I stay next to her, our hands entwined, and I doze off with my head on her hospital bed. I listen to the sounds of the machines that are feeding her and keeping her here, and the rhythmic beeps and pumps lull me into an uneasy sleep.
I dream of laying on a hard cot and watching them take Faith away again. More of them passed each other in the doorway, and I watched as two of them dumped Kennedy's body unceremoniously onto the cold floor a few feet away. I thought she was dead, and then she groaned through a broken jaw, her limbs twisted unnaturally, her body paralyzed—whether from nerve damage or pain, I'll never know—and I wished she was dead. I watched them leave and I listened to Kennedy groan from the rapidly spreading pool of blood she lay in, her voice becoming a gurgle in her throat as her saliva filled her mouth.
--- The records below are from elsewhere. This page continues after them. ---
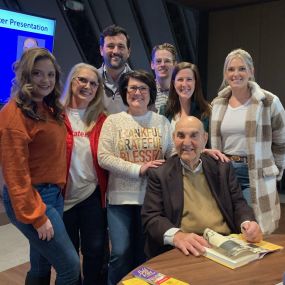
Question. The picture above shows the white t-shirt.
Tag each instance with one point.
(233, 130)
(82, 178)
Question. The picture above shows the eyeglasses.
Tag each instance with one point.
(133, 89)
(166, 61)
(84, 81)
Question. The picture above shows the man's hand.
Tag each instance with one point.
(251, 231)
(190, 243)
(45, 231)
(216, 154)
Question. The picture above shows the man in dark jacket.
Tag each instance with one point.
(191, 192)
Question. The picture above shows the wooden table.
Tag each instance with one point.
(202, 271)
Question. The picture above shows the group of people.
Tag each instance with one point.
(122, 150)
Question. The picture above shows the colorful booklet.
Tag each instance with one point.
(233, 251)
(153, 277)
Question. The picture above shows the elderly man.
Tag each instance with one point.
(191, 192)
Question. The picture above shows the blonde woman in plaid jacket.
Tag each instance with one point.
(248, 125)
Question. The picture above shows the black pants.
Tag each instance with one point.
(86, 224)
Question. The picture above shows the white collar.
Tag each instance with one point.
(198, 168)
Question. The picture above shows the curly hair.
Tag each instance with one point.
(96, 105)
(22, 89)
(173, 104)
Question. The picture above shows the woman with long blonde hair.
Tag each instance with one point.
(84, 213)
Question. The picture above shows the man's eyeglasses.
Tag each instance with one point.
(84, 81)
(133, 89)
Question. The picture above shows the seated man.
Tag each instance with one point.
(190, 192)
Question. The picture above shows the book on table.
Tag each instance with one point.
(150, 276)
(233, 251)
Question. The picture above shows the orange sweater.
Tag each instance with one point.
(31, 152)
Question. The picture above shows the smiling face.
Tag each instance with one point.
(184, 84)
(138, 97)
(162, 64)
(43, 79)
(190, 140)
(83, 88)
(115, 51)
(237, 73)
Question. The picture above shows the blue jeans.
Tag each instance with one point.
(86, 225)
(127, 240)
(59, 251)
(241, 170)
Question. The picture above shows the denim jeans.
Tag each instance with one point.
(127, 240)
(241, 170)
(86, 225)
(59, 251)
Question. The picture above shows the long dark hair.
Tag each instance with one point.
(22, 89)
(173, 104)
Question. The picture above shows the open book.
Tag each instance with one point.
(233, 251)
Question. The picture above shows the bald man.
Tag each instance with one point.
(190, 192)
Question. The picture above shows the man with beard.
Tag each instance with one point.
(163, 59)
(115, 50)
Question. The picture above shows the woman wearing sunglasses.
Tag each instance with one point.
(84, 214)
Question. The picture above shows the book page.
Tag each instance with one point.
(226, 245)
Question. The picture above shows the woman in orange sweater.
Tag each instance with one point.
(33, 160)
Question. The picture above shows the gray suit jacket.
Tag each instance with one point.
(163, 204)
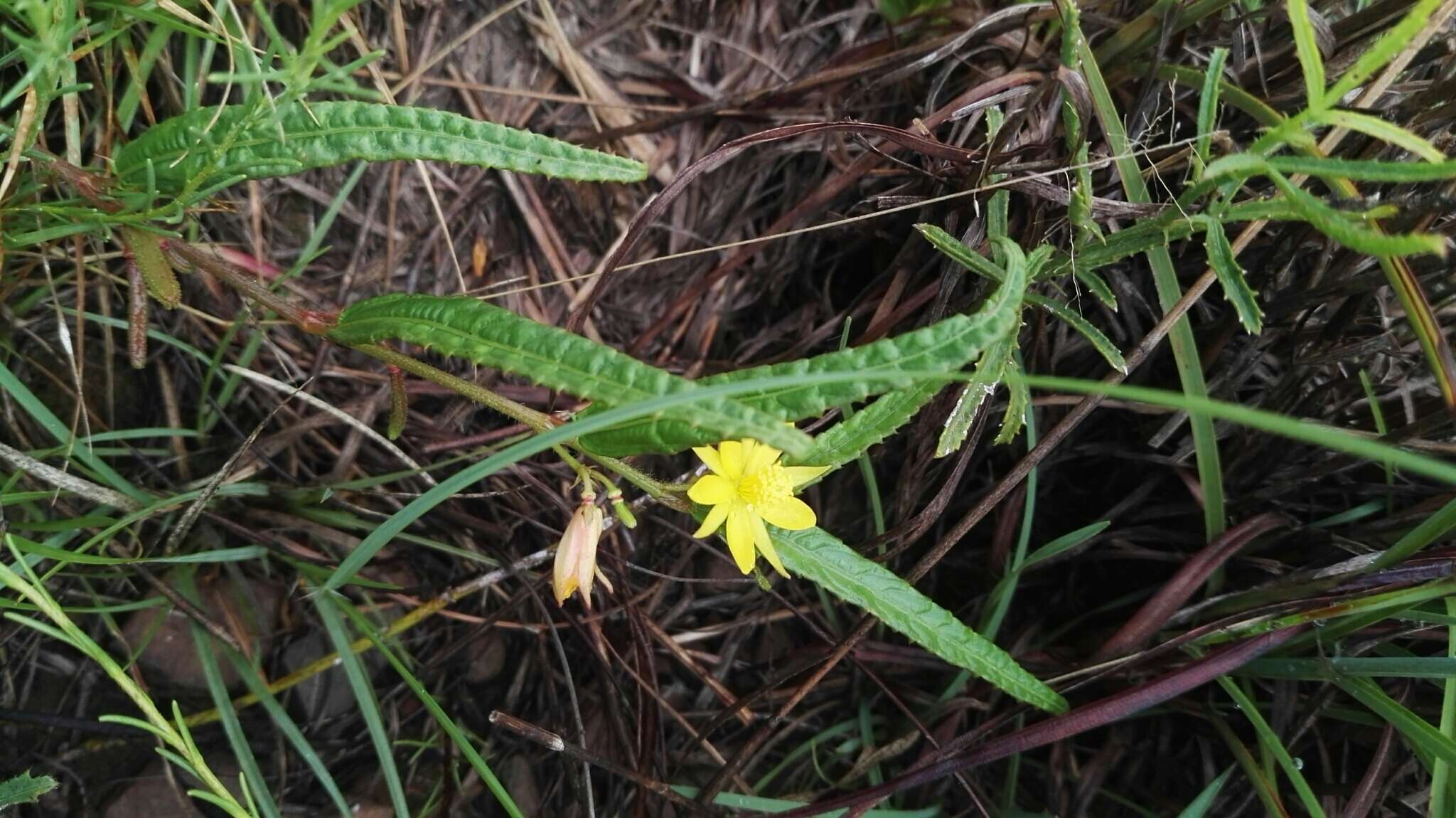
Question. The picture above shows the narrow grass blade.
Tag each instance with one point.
(1379, 129)
(446, 722)
(1273, 744)
(1442, 772)
(63, 434)
(1385, 48)
(1165, 278)
(365, 698)
(1209, 104)
(1415, 730)
(257, 783)
(25, 790)
(1307, 46)
(290, 731)
(1200, 805)
(1293, 428)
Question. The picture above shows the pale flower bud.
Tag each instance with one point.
(577, 553)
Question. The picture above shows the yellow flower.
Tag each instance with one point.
(747, 488)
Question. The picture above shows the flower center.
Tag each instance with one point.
(765, 487)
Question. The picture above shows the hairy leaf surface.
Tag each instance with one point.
(941, 347)
(252, 144)
(491, 336)
(823, 558)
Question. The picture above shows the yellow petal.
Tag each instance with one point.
(730, 456)
(761, 457)
(710, 456)
(711, 523)
(712, 489)
(761, 538)
(790, 513)
(740, 538)
(800, 475)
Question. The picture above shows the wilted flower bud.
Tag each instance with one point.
(577, 553)
(621, 509)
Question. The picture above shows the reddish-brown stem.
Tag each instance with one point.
(136, 315)
(314, 322)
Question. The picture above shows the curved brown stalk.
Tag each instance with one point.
(1183, 585)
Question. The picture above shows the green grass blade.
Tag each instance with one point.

I forced myself up as much as possible and moved closer. I could see her eyes register my presence and stare into mine very pointedly before slowly ticking over to the pillow on my cot. I knew what she needed me to do, but I shook my head, told her no. I couldn't. Her eyes pleaded with me silently and with each wet groan that came from her, I felt my stomach pitching harder. Finally I forced my weakened body to stretch and I took the pillow off the cot as I started to cry, leaning over her.
I cupped her cheek gently and I whispered that I would live, that I would leave this place and tell Willow how much she loved her. I promised her I would keep Willow safe, and she looked up at me gratefully for a moment before she closed her eyes, my bloody handprint stamped onto her cheek. My hands shaking, I pressed the pillow tightly over her face. She didn't move, even instinctively, and I held it there and I counted each agonizing second until I was positive.
I pulled the pillow away, and her eyes and cracked lips stayed closed. I pressed my fingers to her neck, feeling for a pulse that wasn't there and never would be again. I leaned in the opposite direction and vomited until there was nothing left inside me.
And then I took the pillow I had just murdered Kennedy with back to my cot, laid down, and sobbed into it.